Even if we optimistically assume no "gotchas" in the statistics [0], distilling performance down to a casualty/injury/accident-rate can still be dangerously reductive, when the have a different distribution of failure-modes which do/don't mesh with our other systems and defenses.

A quick thought experiment to prove the point: Imagine a system which compared to human drivers had only half the rate of accidents... But many of those are because it unpredictably decides to jump the sidewalk curb and kill a targeted pedestrian.

The raw numbers are encouraging, but it represents a risk profile that clashes horribly with our other systems of road design, car design, and what incidents humans are expecting and capable of preventing or recovering-from.

[0] Ex: Automation is only being used on certain subsets of all travel which are the "easier" miles or circumstances than the whole gamut a human would handle.



Re: gotchas: an even easier one is that the Tesla FSD statistics don't include when the car does something unsafe and the driver intervenes and takes control, averting a crash.

How often does that happen?

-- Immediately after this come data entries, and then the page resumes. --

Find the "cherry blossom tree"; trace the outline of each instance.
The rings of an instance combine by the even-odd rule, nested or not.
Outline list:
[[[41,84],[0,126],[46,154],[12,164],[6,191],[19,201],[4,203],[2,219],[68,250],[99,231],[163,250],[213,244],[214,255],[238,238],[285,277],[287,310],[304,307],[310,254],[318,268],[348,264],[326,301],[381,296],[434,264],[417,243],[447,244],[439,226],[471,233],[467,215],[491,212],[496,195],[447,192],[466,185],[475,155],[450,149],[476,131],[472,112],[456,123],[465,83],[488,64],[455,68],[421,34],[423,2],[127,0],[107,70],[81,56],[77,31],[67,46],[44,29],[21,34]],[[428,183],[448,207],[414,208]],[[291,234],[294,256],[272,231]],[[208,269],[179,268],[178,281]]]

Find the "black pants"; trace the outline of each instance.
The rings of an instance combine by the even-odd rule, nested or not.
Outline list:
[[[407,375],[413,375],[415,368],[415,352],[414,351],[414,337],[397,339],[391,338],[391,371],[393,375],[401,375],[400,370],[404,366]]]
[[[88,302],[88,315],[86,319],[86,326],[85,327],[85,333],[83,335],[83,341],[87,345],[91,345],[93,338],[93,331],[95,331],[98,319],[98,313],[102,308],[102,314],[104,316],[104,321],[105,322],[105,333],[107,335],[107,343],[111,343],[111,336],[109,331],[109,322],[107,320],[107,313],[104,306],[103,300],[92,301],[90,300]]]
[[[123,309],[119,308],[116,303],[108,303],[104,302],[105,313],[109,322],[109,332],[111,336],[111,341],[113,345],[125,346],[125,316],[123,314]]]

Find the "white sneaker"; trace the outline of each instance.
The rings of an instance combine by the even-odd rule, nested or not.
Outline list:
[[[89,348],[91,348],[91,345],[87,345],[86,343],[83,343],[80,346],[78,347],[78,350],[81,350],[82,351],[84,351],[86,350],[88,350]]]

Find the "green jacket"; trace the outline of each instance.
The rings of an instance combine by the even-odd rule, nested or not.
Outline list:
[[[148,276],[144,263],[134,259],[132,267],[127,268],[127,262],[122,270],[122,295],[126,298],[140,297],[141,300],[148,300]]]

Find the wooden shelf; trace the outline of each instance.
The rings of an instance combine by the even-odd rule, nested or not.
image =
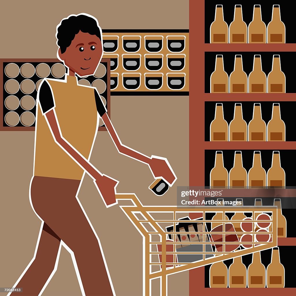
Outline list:
[[[285,142],[249,142],[231,141],[228,142],[205,141],[202,145],[205,150],[214,149],[217,150],[238,150],[250,149],[260,150],[267,149],[280,150],[282,149],[296,149],[296,142],[292,141]]]
[[[295,52],[295,43],[204,44],[205,52]]]
[[[287,94],[204,94],[206,101],[296,101],[296,93]]]

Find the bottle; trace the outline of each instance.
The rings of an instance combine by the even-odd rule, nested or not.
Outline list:
[[[254,56],[253,71],[249,75],[249,92],[263,94],[266,92],[266,75],[262,70],[261,56]]]
[[[237,249],[240,251],[240,247]],[[233,258],[233,262],[228,270],[228,286],[229,288],[247,287],[247,268],[242,261],[242,256]]]
[[[284,187],[285,186],[285,171],[281,166],[279,151],[272,153],[271,167],[267,172],[267,186]]]
[[[248,92],[248,77],[244,72],[241,54],[236,54],[234,59],[234,70],[229,77],[231,93]]]
[[[260,5],[254,5],[253,20],[249,24],[248,28],[248,43],[266,43],[266,25],[262,21]]]
[[[233,119],[229,125],[229,141],[247,141],[247,123],[242,117],[242,104],[236,103]]]
[[[247,28],[242,19],[242,5],[236,5],[233,21],[229,26],[230,43],[246,43]]]
[[[210,129],[210,141],[228,140],[228,124],[224,119],[221,103],[216,104],[215,118],[211,123]]]
[[[211,43],[228,43],[228,25],[224,21],[223,6],[216,5],[215,20],[210,29]]]
[[[279,104],[274,103],[271,119],[267,124],[267,141],[285,140],[286,126],[281,118]]]
[[[247,180],[247,171],[242,166],[242,152],[236,151],[233,167],[229,172],[229,186],[230,188],[246,188]]]
[[[267,288],[284,288],[285,286],[285,268],[281,263],[279,248],[273,248],[271,262],[266,269]]]
[[[248,140],[249,141],[266,141],[266,123],[262,119],[261,105],[254,104],[253,119],[249,123]]]
[[[240,204],[236,204],[235,207],[242,207],[244,205],[243,202],[242,198],[237,198],[236,200],[237,202],[239,202]],[[235,210],[235,208],[234,208],[234,210]],[[231,217],[231,220],[242,220],[245,218],[246,218],[247,216],[242,212],[237,212],[234,213],[234,214]],[[240,222],[232,222],[233,227],[234,228],[235,231],[238,232],[243,232],[241,228]],[[237,236],[239,239],[240,238],[240,237],[242,235],[242,234],[237,234]]]
[[[286,27],[281,20],[279,5],[272,8],[271,21],[267,26],[267,43],[284,43],[286,42]]]
[[[211,75],[211,93],[227,93],[228,90],[228,75],[224,71],[223,56],[216,56],[215,70]]]
[[[280,198],[275,198],[274,205],[277,207],[277,236],[278,237],[287,237],[287,220],[281,212],[281,204]],[[271,216],[272,219],[272,215]],[[272,231],[272,227],[270,227],[270,231]]]
[[[216,152],[215,166],[211,170],[210,178],[211,188],[227,188],[228,186],[228,172],[224,167],[221,151]]]
[[[210,268],[210,288],[227,288],[228,276],[227,266],[223,261],[212,264]]]
[[[218,198],[217,199],[217,201],[218,202],[217,206],[222,207],[224,205],[224,200],[223,198]],[[220,204],[219,203],[220,202]],[[222,211],[223,210],[220,210]],[[229,220],[229,218],[226,215],[223,216],[223,213],[222,212],[217,212],[215,214],[215,215],[212,218],[212,221],[215,221],[215,220]],[[211,222],[212,229],[213,229],[215,227],[221,225],[222,223],[221,222]]]
[[[253,166],[248,174],[249,188],[263,188],[266,186],[266,172],[262,167],[260,151],[254,151]]]
[[[268,93],[286,92],[286,76],[281,70],[281,60],[278,54],[274,54],[272,68],[267,76]]]
[[[248,287],[265,288],[266,272],[261,263],[260,252],[253,253],[252,263],[248,268]]]

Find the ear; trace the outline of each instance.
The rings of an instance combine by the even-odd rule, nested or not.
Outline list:
[[[62,54],[62,52],[61,51],[61,48],[59,47],[59,49],[57,50],[57,55],[58,57],[59,58],[59,59],[61,61],[62,61],[63,62],[64,60],[64,54]]]

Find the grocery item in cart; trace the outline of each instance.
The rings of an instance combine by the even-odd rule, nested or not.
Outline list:
[[[223,226],[222,225],[217,226],[213,228],[211,231],[211,232],[223,232]],[[233,225],[231,223],[225,223],[225,232],[235,232]],[[217,251],[218,252],[223,252],[223,245],[217,243],[219,242],[223,241],[223,234],[211,234],[211,236],[212,237],[213,241],[215,243],[215,247],[217,249]],[[237,235],[235,234],[225,234],[225,241],[229,242],[238,242],[237,244],[225,244],[225,252],[231,252],[234,251],[239,246],[240,244],[239,242],[238,237],[237,237]]]

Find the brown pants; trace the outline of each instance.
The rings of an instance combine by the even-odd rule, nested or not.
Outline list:
[[[36,258],[16,285],[23,292],[11,295],[38,295],[53,270],[61,239],[74,253],[86,295],[113,295],[99,242],[75,197],[80,182],[33,178],[32,204],[44,223]]]

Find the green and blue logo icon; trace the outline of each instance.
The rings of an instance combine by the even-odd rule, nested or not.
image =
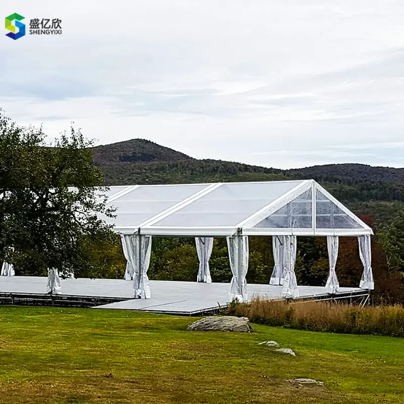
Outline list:
[[[25,17],[14,13],[14,14],[6,17],[6,29],[11,31],[6,34],[6,36],[12,39],[18,39],[25,35],[25,24],[22,23],[21,20]],[[13,23],[14,23],[14,24]]]

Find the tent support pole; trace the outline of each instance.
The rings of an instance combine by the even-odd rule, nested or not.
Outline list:
[[[140,228],[137,229],[137,238],[138,238],[138,245],[137,245],[137,254],[138,254],[138,265],[139,268],[139,274],[137,276],[137,284],[136,285],[136,289],[139,289],[140,287],[140,274],[141,273],[142,268],[142,238],[140,235]]]

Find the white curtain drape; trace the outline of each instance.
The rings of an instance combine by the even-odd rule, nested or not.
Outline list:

We have no idea. Tesla can certainly tell when a driver intervenes, but they can't count every occurrence as safety-related, because a driver might take control for all sorts of reasons.

This is why we can make stronger statements about the safety of Waymo. Their software was only tested by people trained and paid to test it, who were also recording every time they had to intervene because of safety, even if there was no crash. That's a metric they could track and improve.